Pour l'instant, il ne s'agit pas de parler de concessions. Mais d'entamer le dialogue. Pour répondre à votre question: je ne pense pas.
Quelle est l'importance de cette conférence pour la position de la Suisse en tant que médiateur?
Dans tous les contacts internationaux que j'ai eus depuis l'annonce en janvier, la Suisse a été remerciée pour son courage d'organiser cette conférence.
A-t-il fallu du courage pour organiser cette conférence?
Oui. Comme je l'ai dit, un échec n'est plus possible aujourd'hui. Mais nous ne le savions pas au début de l'année. Il y avait un risque que la demande reste lettre morte. Néanmoins, lorsque la demande de l'Ukraine est arrivée, il était tout de suite clair pour moi que nous allions organiser la conférence.
La Russie conteste le fait que la Suisse soit encore neutre parce qu'elle a adopté les sanctions à son encontre. Avez-vous également reçu des signaux de la part des participants ou d'autres Etats selon lesquels il y aurait des doutes sur la neutralité suisse?

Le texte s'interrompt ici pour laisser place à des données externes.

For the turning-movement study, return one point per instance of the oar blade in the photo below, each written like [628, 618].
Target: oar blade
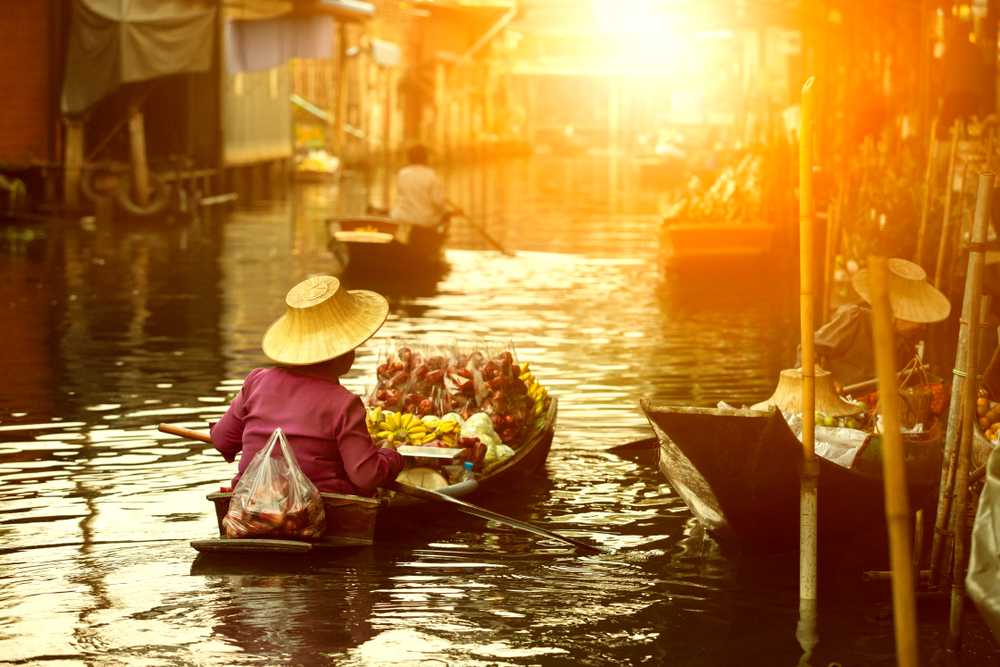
[489, 515]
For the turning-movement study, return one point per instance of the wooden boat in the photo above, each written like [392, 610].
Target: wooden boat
[738, 470]
[381, 245]
[693, 244]
[351, 520]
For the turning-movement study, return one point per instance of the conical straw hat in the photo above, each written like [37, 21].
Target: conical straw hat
[323, 321]
[912, 298]
[787, 397]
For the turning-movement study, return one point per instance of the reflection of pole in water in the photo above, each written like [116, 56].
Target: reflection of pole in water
[805, 631]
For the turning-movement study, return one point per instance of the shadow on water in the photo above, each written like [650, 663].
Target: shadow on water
[112, 329]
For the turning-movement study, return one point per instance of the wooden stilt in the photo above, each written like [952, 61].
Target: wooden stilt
[946, 216]
[810, 468]
[73, 163]
[928, 189]
[137, 150]
[897, 502]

Non, jamais. J'ai surtout voyagé en Europe et cela n'a pas été un sujet de discussion. Si l'on considère le droit de la neutralité, nous remplissons notre devoir à 100%.
Jusqu'à 4000 militaires sont engagés pour assurer la sécurité de la conférence. Compte tenu des années d'expérience au WEF, est-ce normal pour l'armée suisse ou est-ce un défi?
Nous pouvons profiter de notre expérience au WEF, mais il y aura déjà nettement plus de personnes protégées par le droit international public au Bürgenstock qu'à Davos. Rien que le fait de garantir la sécurité du président Zelensky, l'une des personnalités les plus menacées au monde, est un défi.
Vous ferez vous-même une grande apparition au Bürgenstock aux yeux du monde entier. Êtes-vous un peu nerveuse?
(rires) Pas jusqu'à présent. Non, je m'en réjouis. Car avec cette conférence, nous pouvons vraiment contribuer à la paix sans entrer en conflit avec la neutralité. Je pense que si nous avons cette chance, nous devons la saisir.